By L.A. Williams, Correspondent
Christian Action League
LILLINGTON — Former Harnett County elections director Sherre Toler, who says she quit her job because it prevented her from speaking out against the Marriage Protection Amendment, is spreading some all too common misconceptions about the upcoming referendum, according to the Rev. Mark Creech, executive director of the Christian Action League.
“I’m sorry that Ms. Toler felt she needed to leave her job over the opportunity for North Carolinians to defend marriage as between one man and one woman,” said Dr. Creech. “But her contention that the amendment would impact ‘private contracts between individuals, powers of attorney, and domestic partnerships, including heterosexual ones,’ is simply not true.”

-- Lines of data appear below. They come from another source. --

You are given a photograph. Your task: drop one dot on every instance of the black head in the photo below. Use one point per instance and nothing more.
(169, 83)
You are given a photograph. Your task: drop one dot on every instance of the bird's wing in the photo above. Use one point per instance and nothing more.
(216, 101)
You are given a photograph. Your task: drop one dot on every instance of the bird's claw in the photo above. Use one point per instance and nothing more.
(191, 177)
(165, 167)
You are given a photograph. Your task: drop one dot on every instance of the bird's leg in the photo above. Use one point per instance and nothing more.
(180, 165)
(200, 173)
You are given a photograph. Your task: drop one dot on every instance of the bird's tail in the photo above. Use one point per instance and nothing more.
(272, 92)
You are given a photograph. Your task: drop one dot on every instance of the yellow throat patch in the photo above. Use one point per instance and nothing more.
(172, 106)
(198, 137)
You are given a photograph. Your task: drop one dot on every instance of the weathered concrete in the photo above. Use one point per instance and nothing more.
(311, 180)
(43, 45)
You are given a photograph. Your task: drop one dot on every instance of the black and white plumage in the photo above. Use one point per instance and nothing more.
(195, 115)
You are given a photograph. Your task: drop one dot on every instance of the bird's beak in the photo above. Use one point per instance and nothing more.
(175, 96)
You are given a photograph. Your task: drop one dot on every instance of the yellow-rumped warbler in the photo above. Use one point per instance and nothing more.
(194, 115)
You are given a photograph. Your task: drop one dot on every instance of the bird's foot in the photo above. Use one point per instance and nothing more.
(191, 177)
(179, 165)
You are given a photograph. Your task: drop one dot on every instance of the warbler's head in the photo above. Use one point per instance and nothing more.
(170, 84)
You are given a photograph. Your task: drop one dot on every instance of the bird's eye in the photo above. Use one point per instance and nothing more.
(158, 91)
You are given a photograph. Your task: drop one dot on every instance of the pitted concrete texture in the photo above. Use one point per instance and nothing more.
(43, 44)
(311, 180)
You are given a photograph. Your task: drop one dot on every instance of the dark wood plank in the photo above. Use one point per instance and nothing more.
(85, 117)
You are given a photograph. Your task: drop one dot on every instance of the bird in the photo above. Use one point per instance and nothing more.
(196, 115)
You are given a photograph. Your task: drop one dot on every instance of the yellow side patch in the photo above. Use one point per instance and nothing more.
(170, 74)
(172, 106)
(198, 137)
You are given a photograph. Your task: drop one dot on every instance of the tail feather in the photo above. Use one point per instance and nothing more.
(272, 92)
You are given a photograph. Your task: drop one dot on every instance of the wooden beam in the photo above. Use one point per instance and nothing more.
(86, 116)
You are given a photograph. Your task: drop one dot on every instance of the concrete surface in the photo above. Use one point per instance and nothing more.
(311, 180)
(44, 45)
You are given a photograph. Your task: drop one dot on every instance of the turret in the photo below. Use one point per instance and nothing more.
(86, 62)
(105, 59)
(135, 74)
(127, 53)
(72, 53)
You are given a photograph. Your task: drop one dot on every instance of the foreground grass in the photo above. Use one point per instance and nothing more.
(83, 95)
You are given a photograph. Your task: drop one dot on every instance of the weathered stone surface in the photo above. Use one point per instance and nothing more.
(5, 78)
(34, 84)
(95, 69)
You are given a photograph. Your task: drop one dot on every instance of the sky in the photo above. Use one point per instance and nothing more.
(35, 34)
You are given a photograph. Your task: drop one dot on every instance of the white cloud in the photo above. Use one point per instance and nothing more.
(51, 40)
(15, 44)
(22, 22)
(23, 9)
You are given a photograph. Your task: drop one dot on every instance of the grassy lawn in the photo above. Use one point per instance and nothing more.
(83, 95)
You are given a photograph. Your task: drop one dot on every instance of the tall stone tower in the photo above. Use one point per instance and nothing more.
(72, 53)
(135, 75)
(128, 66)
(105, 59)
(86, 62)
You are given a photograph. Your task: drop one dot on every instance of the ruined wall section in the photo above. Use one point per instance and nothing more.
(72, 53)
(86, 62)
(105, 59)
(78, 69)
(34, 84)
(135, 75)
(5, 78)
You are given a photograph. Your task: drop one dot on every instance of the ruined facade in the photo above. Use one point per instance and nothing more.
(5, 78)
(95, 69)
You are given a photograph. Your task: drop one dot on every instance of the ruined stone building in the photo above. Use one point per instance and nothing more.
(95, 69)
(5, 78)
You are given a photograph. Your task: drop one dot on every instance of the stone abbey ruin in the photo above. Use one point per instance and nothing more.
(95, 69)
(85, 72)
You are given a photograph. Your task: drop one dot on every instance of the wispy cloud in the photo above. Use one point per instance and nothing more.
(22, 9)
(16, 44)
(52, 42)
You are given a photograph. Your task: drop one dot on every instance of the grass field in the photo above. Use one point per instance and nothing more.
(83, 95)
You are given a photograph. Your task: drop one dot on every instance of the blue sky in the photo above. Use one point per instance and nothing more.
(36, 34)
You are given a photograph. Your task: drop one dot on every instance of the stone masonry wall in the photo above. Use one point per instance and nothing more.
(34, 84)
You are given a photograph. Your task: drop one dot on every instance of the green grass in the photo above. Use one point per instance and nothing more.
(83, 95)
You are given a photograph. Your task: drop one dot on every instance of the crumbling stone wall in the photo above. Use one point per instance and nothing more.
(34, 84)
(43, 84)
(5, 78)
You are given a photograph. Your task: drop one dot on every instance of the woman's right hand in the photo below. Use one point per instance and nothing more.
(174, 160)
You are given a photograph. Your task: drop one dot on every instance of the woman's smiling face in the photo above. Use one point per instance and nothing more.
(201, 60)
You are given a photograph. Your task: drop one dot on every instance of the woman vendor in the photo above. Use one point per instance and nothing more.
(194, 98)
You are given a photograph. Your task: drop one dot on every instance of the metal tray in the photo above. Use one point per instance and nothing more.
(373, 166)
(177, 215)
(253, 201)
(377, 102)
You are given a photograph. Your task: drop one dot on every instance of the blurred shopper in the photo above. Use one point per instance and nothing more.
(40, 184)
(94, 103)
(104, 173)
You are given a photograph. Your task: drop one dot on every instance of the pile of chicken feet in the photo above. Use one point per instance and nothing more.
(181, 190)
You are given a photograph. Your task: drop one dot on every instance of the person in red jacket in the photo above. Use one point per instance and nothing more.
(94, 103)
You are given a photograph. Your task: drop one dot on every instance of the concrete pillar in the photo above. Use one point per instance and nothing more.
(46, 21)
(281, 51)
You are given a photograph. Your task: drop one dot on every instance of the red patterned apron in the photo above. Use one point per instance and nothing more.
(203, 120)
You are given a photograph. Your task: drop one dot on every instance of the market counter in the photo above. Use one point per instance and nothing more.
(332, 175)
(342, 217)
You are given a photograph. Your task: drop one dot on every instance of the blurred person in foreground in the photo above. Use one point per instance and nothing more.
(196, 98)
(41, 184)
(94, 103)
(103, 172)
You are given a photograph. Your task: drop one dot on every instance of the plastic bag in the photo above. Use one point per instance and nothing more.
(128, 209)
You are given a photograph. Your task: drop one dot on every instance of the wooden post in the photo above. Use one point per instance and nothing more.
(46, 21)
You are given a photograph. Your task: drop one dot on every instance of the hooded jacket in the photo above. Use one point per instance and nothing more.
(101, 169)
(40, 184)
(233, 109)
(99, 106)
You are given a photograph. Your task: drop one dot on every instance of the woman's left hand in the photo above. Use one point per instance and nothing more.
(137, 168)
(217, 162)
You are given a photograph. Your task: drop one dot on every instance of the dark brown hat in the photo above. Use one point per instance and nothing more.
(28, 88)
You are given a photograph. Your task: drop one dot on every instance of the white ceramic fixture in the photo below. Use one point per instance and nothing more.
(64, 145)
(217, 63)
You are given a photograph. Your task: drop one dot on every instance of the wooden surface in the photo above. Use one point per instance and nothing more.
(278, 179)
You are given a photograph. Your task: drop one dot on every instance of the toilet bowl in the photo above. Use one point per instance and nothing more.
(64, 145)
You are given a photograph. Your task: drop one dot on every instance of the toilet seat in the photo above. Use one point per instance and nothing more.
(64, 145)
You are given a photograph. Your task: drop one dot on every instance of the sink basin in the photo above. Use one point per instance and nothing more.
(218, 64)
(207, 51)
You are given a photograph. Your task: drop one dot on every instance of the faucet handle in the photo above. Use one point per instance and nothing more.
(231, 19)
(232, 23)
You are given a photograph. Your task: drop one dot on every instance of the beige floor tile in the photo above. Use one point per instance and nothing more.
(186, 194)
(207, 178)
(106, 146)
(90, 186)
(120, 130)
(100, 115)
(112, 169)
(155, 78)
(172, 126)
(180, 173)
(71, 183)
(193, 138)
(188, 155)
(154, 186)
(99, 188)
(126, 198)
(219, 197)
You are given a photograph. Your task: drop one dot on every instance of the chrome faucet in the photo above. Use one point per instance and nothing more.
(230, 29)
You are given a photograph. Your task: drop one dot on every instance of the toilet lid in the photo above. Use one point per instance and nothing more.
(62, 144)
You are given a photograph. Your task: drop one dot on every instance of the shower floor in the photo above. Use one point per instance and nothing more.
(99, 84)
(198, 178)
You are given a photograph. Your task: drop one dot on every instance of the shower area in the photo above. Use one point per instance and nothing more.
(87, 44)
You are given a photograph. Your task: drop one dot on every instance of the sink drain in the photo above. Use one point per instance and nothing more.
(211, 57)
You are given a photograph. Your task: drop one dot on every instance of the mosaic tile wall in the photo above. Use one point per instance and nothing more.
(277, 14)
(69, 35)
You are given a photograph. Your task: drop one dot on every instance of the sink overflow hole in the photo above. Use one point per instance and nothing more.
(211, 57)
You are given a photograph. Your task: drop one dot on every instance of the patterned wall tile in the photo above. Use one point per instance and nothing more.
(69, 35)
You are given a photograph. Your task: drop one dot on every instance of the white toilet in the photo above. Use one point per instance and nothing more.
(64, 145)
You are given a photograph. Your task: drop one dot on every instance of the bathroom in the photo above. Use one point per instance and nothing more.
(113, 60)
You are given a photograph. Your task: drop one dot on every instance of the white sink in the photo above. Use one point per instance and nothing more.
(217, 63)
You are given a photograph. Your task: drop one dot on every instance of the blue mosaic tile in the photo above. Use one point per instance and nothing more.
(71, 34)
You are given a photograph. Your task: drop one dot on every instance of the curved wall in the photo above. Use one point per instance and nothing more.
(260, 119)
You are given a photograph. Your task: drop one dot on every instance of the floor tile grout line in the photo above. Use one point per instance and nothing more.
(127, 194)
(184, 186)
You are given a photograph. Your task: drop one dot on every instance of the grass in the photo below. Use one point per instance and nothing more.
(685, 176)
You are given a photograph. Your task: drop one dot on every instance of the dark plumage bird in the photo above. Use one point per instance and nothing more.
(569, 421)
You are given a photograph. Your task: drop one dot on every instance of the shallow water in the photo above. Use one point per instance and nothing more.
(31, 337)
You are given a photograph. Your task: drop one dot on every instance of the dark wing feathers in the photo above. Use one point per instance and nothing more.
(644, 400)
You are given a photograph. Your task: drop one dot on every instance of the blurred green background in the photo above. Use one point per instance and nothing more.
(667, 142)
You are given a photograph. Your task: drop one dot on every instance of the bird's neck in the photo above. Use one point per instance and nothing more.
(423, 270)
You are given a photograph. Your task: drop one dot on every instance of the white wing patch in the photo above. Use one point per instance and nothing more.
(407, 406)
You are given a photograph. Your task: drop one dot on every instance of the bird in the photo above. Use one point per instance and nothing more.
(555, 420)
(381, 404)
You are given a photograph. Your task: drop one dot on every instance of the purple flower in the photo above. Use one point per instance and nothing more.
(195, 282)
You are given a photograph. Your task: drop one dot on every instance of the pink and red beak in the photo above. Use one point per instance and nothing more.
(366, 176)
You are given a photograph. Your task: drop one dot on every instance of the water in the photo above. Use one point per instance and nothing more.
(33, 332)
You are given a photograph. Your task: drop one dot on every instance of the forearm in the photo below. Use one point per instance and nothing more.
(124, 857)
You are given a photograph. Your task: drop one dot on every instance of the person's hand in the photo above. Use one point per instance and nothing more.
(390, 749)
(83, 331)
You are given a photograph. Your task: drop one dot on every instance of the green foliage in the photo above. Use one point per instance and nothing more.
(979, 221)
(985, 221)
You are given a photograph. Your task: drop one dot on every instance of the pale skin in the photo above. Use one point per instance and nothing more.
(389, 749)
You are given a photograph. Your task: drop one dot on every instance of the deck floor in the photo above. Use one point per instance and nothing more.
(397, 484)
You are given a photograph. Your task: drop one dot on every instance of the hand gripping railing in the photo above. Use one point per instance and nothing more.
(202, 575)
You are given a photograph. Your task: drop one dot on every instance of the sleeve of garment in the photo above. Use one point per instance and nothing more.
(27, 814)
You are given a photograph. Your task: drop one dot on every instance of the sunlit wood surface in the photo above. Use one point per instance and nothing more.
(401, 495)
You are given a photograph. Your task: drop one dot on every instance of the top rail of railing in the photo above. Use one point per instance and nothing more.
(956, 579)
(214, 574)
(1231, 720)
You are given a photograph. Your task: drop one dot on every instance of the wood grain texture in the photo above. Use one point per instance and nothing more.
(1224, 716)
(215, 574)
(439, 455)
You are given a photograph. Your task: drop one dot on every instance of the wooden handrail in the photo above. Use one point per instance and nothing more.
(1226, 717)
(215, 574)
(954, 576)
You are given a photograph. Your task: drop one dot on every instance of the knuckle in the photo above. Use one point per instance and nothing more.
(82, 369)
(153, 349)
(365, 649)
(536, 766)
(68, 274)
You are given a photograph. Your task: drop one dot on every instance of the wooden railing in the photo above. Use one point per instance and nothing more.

In fact, the second sentence of the Amendment is clear: “This section does not prohibit a private party from entering into contracts with another private party; nor does this section prohibit courts from adjudicating the rights of private parties pursuant to such contracts.”
Toler compared the marriage amendment to old state laws banning mixed-race marriages, statutes overturned more than four decades ago, and told the media that her relationship with a man of a different race had influenced her decision to leave the post she held for 11 years.
“This idea that the amendment puts ‘discrimination’ into our State Constitution is another unfounded claim,” said the Rev. Creech.
“To define marriage as the union of one man and one woman, as it has always been, discriminates against no one,” he added. “It doesn’t interfere with how people choose to live or prohibit the extension of benefits to unmarried couples. It simply secures our state’s enduring definition of marriage in our state Constitution.”
While Toler insisted in a statement released to pro-homosexual blogs that “it is important to a free society that civil rights not be subject to popular vote,” this attempt to hijack the Civil Rights Movement simply doesn’t hold up to legal scrutiny.
“Defining marriage as the union of a man and a woman would not deny homosexuals the basic civil right accorded other citizens,” points out the Family Research Council. “Nowhere in the Bill of Rights or in any legislation proceeding from it are homosexuals excluded from the rights enjoyed by all citizens… However, no citizen has the unrestricted right to marry whomever they want.”
The FRC goes on to explain that a person cannot marry their child, two or more spouses or the husband or wife of another person and that such restrictions are based on “the accumulated wisdom not only of Western civilization but also of societies and cultures around the world for millennia.”
“We find the gay community’s attempt to tie their pursuit of special rights based on their behavior to the civil rights movement of the 1960s and 1970s abhorrent,” Bishop Andrew Merritt of Straight Gate Ministries and other pastors wrote in a statement supporting traditional marriage. “Being black is not a lifestyle choice.”
In announcing her reasons for leaving the Board of Elections post, where officials are encouraged not to openly express their views on ballot issues so as to avoid the appearance of bias, Toler also promoted her new business venture, a political consulting firm that she will use to “help elect progressive candidates to local, county, state and federal offices so that these types of actions by legislatures around the country will not be repeated.”
The Civitas Institute pointed out the timing of her actions in light of her new business.
“In case you may have thought Ms. Toler’s actions were a result of moral outrage — the timing of her actions appear to be of the more calculated rather than the outraged type,” wrote Susan Myrick on Civitas Review Online. “The General Assembly passed the measure that will put before voters a constitutional amendment defining marriage on September 12, 2011. Toler submitted an application to reserve a business name (Lighthouse Strategies and Consulting, LLC) on November 11, 2011 and then waited until December 2011 to resign her position effective January 3, 2012.”
On one aspect of the issue, the Rev. Creech said he agrees with Toler: She called the referendum coming up on May 8 “a matter of principle and a matter of conscience.”
“Unfortunately she went on to say that this should not be subject to a popular vote,” Dr. Creech said. “Does she believe our conscience and principles should be dictated to us simply by those people in office? Or, worse, perhaps handed down by an activist judge?”
“The truth is the Constitution is the people’s document and belongs to all citizens. It sets parameters for the legislature and the courts that come directly from the people,” he added. It reflects the collective will. There is no issue of greater import to the whole of society than how we define marriage. Marriage is foundational to every other major institution of life. Certainly, it’s something the people ought to have a say on. And, this constitutional referendum gives every North Carolina voter an opportunity to declare and clarify the collective will of the people with respect to marriage.”
Dr. Creech urged Christians to get informed about the Marriage Protection Amendment and not to fall prey to the misinformation propagated by some opposing the measure.